Humanitarian considerations should not be used to let terrorists escape justice, ACAVITE added.
Spanish intellectual Pedro Ignacio Altamirano filed a complaint demanding the arrest of Ghali who instigated death threats against him.
The Sahraoui human rights group ASADEDH has also urged the Spanish justice to arrest Ghali who is wanted for charges relating to war crimes.
The Polisario adopted terrorism as a tactic targeting civilians both Moroccan and Spanish in mining sites. These attacks took place following the Green March, which marked the end of Spain’s occupation of the Sahara provinces. The completion of the security berm thwarted the hit-and-run tactics peculiar to Polisario’s guerrilla warfare.

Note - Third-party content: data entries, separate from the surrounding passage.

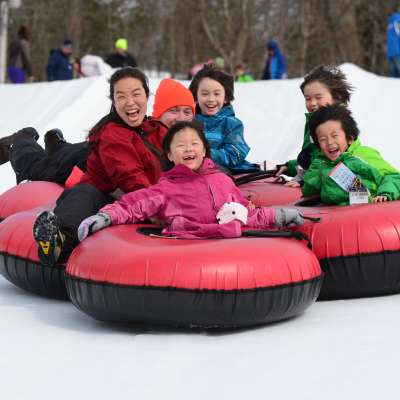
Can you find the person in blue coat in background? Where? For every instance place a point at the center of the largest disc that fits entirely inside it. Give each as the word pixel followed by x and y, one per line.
pixel 393 44
pixel 275 66
pixel 59 67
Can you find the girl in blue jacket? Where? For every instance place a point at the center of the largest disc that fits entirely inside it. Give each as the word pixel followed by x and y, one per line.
pixel 213 92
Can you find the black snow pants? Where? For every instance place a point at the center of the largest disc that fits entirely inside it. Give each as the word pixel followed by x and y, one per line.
pixel 31 162
pixel 73 206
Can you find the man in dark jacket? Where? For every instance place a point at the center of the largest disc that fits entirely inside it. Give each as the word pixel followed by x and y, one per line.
pixel 59 67
pixel 20 63
pixel 121 57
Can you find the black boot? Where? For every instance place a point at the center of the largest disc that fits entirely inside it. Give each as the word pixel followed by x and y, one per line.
pixel 7 141
pixel 47 235
pixel 52 140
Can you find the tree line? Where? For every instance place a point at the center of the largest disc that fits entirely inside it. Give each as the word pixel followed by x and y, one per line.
pixel 173 35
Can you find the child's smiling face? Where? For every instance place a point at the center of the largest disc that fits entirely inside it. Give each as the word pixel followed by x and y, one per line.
pixel 210 96
pixel 332 139
pixel 317 95
pixel 187 148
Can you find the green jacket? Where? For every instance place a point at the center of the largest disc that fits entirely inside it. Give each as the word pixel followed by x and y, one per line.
pixel 307 144
pixel 376 174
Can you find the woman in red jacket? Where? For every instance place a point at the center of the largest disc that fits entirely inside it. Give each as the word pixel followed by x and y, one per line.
pixel 125 147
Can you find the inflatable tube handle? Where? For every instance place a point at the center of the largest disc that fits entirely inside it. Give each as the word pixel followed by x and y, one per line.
pixel 288 234
pixel 256 176
pixel 312 219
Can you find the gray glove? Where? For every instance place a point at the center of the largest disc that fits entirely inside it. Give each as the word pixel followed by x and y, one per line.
pixel 93 224
pixel 288 217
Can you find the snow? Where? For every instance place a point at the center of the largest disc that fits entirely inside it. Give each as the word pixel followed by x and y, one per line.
pixel 335 350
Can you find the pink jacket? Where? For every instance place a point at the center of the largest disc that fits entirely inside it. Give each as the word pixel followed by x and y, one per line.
pixel 188 202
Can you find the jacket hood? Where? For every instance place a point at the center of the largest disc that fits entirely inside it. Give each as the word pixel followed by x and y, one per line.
pixel 224 112
pixel 272 44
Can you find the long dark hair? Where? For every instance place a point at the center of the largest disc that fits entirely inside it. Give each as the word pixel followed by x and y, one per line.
pixel 126 72
pixel 334 80
pixel 177 127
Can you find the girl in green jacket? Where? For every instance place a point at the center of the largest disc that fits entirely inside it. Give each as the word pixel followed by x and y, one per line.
pixel 342 165
pixel 321 87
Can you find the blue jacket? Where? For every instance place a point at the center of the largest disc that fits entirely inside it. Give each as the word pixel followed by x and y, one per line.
pixel 393 36
pixel 275 66
pixel 224 132
pixel 58 66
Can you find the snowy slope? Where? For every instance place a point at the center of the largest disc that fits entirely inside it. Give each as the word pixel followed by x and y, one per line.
pixel 272 112
pixel 336 350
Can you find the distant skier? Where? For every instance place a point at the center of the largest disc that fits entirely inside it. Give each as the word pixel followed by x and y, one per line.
pixel 393 44
pixel 59 67
pixel 275 66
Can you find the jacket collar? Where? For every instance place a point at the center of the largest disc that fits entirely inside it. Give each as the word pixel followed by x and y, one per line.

The Canary Islands Association for Terrorism victims (Acavite) is suing the Polisario for crimes against humanity. It estimates that 300 people, mostly fishermen, were killed by the separatist militia and 50 others were injured, tortured, or kidnapped between 1970 and 1980.
In 2016, the Spanish Interior Ministry acknowledged the existence of 130 cases of victims of the Polisario. The Spanish Law grants these victims the same status as victims of terrorism.

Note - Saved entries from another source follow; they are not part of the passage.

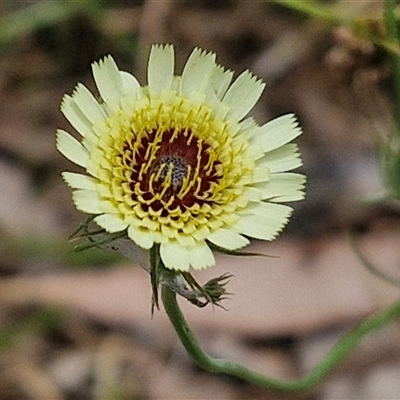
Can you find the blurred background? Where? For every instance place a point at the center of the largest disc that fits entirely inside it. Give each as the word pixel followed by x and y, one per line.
pixel 78 325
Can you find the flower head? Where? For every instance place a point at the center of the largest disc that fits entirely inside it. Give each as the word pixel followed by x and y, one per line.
pixel 176 163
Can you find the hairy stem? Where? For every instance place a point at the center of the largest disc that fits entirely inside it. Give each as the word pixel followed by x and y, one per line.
pixel 339 352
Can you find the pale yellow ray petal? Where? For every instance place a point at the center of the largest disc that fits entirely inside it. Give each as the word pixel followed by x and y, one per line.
pixel 160 68
pixel 108 79
pixel 87 201
pixel 243 94
pixel 284 158
pixel 142 237
pixel 201 256
pixel 283 187
pixel 71 149
pixel 277 132
pixel 75 116
pixel 111 223
pixel 197 72
pixel 228 239
pixel 79 181
pixel 129 82
pixel 260 227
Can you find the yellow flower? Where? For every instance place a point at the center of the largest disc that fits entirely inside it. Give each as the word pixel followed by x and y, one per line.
pixel 176 163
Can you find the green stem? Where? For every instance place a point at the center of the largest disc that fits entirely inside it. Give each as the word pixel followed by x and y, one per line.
pixel 339 352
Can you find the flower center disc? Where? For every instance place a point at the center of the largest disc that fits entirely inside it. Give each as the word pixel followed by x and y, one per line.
pixel 170 171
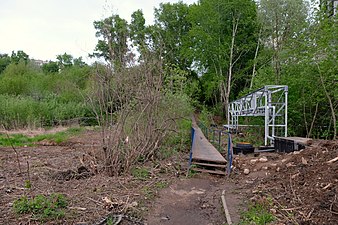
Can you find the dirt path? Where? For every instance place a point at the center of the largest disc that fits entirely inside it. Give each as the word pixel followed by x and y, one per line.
pixel 195 201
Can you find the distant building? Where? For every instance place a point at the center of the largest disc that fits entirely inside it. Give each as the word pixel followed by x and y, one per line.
pixel 39 62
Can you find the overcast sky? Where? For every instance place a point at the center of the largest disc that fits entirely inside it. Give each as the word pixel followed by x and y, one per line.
pixel 46 28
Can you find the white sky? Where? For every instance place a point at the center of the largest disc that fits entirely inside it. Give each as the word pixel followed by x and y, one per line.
pixel 46 28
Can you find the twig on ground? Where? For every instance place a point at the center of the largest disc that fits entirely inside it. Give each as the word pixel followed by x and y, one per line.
pixel 226 211
pixel 333 160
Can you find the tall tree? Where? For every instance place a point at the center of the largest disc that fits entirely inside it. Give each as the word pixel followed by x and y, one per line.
pixel 112 45
pixel 19 55
pixel 138 30
pixel 5 60
pixel 64 60
pixel 282 22
pixel 223 37
pixel 171 27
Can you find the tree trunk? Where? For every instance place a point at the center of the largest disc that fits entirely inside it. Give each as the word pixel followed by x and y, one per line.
pixel 231 64
pixel 255 60
pixel 331 105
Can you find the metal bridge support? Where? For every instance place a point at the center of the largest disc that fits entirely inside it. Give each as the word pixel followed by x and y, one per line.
pixel 269 102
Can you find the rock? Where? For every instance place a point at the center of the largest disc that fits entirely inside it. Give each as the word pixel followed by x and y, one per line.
pixel 134 204
pixel 304 161
pixel 289 164
pixel 165 218
pixel 246 171
pixel 263 159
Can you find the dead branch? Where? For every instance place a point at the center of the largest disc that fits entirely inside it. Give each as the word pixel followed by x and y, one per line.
pixel 14 149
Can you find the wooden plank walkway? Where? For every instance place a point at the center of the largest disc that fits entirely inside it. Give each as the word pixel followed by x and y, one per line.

On November 6, 2015, the Spanish Ministry of the Interior recognized the Canary Islands’ victims of the Polisario terrorism, in a ceremony held at the Canary Islands Government Delegation. Forty-nine victims were decorated, in an act of “memory, dignity, justice, and truth”.
In January 2018, King Felipe VI of Spain received the chairwoman of Acavite, Lucia Jiménez, who briefed him about the terrorist attacks perpetrated by the Polisario in the Sahara during the colonial era and on the victims who are in need of help.